Le groupe a été fondé en 2015, au plus fort de l'expansion du "califat" en Syrie et en Irak, alors dirigé par Abou Bakr al-Baghdadi. L'organisation a profité du grand nombre de talibans désenchantés restés en Afghanistan. Sa présence dans le pays a diminué en raison des attaques de l'armée afghane et du soutien aérien des forces spéciales américaines. Comme au Moyen-Orient et en Afrique, l'ISKP ne respecte pas les frontières des pays ou les dénominations, et cherche à conquérir et à s'étendre dans des territoires au-delà des frontières nationales. Cependant, contrairement aux autres branches de Daesh, notamment celles du Moyen-Orient et de l'Afrique, ces dernières étant de plus en plus actives, le groupe Khorasan a été moins visible dans les médias car il est moins actif sur Internet et mène moins de propagande.
Malgré les multiples opérations armées menées par l'armée afghane et ses partisans. Même en dépit des prétendus raids des talibans visant à anéantir la concurrence - en février 2020, ils se sont engagés par écrit auprès des États-Unis à ne pas permettre à l'ISKP d'utiliser l'Afghanistan comme base de départ pour lancer des attaques contre leurs alliés - les attentats autour de l'aéroport de Kaboul semblent témoigner d'une vigueur encore plus grande que celle du Daech encore en vie en Irak et en Syrie.
Son chef actuel a été identifié comme étant Shabab al Muhajir, un expert en guérilla urbaine et le cerveau de certaines des opérations les plus sophistiquées du groupe. Selon le rapport soumis au Conseil de sécurité en juillet, al Muhajir, avant de prendre la tête d'ISIS-K, "a agi en tant que planificateur en chef pour des attaques de haut niveau à Kaboul et dans d'autres zones urbaines". Comme d'autres membres du groupe, Al Muhajir a un passé dans le réseau Haqqani, allié des talibans, qui est considéré comme une organisation terroriste par Washington. Le chef de la branche afghane de Da'esh aurait gravi les échelons de l'organisation à la suite d'un coup dur porté à son leadership en juin 2020 lors d'une opération des forces spéciales afghanes. Ce réseau est l'une des factions les plus dangereuses qui ont combattu les forces de l'OTAN au cours des deux dernières décennies. Le réseau Haqqani est connu pour ses attentats-suicides, dont certains sont parmi les plus violents que le pays ait connus.

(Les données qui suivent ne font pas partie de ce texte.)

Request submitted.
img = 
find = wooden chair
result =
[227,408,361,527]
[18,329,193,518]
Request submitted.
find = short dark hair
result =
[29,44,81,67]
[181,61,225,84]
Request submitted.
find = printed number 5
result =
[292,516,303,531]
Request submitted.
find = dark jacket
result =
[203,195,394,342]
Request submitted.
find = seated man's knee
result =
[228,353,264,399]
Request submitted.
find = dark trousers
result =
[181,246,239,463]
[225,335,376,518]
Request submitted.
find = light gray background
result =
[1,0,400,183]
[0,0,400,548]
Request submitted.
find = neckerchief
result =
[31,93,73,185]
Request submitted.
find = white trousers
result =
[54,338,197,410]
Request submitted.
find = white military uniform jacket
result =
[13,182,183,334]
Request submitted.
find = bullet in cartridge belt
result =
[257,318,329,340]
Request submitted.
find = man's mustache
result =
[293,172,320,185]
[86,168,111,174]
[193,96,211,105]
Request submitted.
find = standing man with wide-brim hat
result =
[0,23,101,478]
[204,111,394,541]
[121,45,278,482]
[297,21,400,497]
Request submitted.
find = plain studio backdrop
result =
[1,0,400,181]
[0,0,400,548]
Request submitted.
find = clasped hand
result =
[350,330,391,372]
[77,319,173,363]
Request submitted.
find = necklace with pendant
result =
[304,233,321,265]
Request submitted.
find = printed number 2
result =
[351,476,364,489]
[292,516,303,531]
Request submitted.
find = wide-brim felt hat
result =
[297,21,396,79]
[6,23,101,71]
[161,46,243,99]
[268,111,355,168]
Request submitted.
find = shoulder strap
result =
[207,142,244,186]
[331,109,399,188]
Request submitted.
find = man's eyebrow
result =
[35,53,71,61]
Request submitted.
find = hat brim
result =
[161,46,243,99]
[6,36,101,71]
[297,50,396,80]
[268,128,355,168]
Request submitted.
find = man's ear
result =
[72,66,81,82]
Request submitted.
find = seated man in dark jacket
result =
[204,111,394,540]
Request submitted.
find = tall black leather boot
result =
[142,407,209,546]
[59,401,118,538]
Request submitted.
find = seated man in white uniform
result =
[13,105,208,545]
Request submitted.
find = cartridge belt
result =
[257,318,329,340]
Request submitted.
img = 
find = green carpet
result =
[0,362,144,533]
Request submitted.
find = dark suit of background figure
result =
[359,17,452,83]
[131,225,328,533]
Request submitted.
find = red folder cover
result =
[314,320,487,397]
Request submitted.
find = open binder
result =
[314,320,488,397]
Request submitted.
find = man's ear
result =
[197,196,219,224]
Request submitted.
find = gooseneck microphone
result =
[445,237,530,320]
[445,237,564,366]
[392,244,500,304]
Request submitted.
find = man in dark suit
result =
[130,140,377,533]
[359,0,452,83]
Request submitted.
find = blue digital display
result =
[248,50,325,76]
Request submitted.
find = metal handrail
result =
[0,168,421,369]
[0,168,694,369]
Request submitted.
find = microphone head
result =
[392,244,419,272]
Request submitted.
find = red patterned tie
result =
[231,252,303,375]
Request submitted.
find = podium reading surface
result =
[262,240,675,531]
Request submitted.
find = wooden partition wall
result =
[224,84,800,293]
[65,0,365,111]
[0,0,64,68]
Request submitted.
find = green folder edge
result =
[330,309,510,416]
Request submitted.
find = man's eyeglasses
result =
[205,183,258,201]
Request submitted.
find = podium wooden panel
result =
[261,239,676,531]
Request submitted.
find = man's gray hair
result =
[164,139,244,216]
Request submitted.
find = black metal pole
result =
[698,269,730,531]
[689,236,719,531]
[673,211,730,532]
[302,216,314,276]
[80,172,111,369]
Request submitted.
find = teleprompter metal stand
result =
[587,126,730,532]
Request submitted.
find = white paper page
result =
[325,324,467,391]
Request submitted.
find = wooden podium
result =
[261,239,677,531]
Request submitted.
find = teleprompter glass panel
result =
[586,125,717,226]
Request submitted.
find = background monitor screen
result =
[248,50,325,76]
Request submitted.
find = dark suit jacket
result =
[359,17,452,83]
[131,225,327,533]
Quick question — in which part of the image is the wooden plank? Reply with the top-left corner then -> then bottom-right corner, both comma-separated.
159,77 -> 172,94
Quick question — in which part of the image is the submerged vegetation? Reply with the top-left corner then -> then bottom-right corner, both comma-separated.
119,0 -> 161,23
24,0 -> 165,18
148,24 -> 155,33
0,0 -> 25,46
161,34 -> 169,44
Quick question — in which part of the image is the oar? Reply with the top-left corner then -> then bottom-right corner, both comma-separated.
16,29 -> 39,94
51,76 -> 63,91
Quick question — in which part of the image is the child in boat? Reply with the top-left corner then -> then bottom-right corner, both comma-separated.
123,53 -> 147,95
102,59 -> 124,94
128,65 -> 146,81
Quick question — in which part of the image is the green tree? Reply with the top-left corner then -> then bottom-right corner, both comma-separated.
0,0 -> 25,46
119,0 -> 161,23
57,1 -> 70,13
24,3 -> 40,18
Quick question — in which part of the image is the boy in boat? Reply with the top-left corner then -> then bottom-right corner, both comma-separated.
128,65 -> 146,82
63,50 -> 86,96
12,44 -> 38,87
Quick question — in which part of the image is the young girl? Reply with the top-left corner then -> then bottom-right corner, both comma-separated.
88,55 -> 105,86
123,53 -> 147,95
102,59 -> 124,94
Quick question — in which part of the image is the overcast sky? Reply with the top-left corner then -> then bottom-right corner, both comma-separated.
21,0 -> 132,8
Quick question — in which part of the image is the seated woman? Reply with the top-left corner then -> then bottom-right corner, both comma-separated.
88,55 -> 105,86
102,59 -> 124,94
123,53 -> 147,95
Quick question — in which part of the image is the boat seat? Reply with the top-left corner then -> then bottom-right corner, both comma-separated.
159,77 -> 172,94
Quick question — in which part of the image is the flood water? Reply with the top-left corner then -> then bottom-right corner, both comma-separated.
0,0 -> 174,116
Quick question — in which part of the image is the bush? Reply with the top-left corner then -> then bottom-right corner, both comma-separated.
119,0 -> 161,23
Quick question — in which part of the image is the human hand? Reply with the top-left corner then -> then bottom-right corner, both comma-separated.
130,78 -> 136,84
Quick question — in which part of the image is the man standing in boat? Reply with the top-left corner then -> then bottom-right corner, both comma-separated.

Dans son dernier rapport de juillet, le comité chargé de surveiller les sanctions contre Al-Qaïda et Daech a mis en garde contre la menace que représente à Kaboul la branche afghane de Daech, un groupe terroriste qui a revendiqué l'attaque de l'aéroport de Kaboul. "Le groupe a renforcé ses positions à Kaboul et dans ses environs, où il mène la plupart de ses attaques, ciblant les minorités, les activistes, les employés du gouvernement et le personnel des forces de défense et de sécurité nationales afghanes", avertit le document, qui s'appuie sur les renseignements fournis par les États membres de l'ONU. Le texte, signé par la représentante norvégienne auprès de l'ONU, Trine Heimerback, fait état de l'existence de "cellules dormantes" dans la capitale afghane.
Daech a exprimé son opposition à l'accord conclu entre les talibans et les États-Unis pour coordonner le départ des troupes du pays. Le pacte comprend un engagement selon lequel les talibans n'accueilleront pas de terroristes internationaux et n'organiseront pas d'attaques à l'étranger. Le porte-parole du groupe, Abu Hamza al-Qurashi, a dénoncé l'accord comme une couverture pour "l'alliance actuelle entre les talibans apostats et les croisés pour combattre Daech", et a cherché à "établir un gouvernement national" qui rassemblerait les talibans avec d'autres personnes qu'il a également qualifiées d'apostats.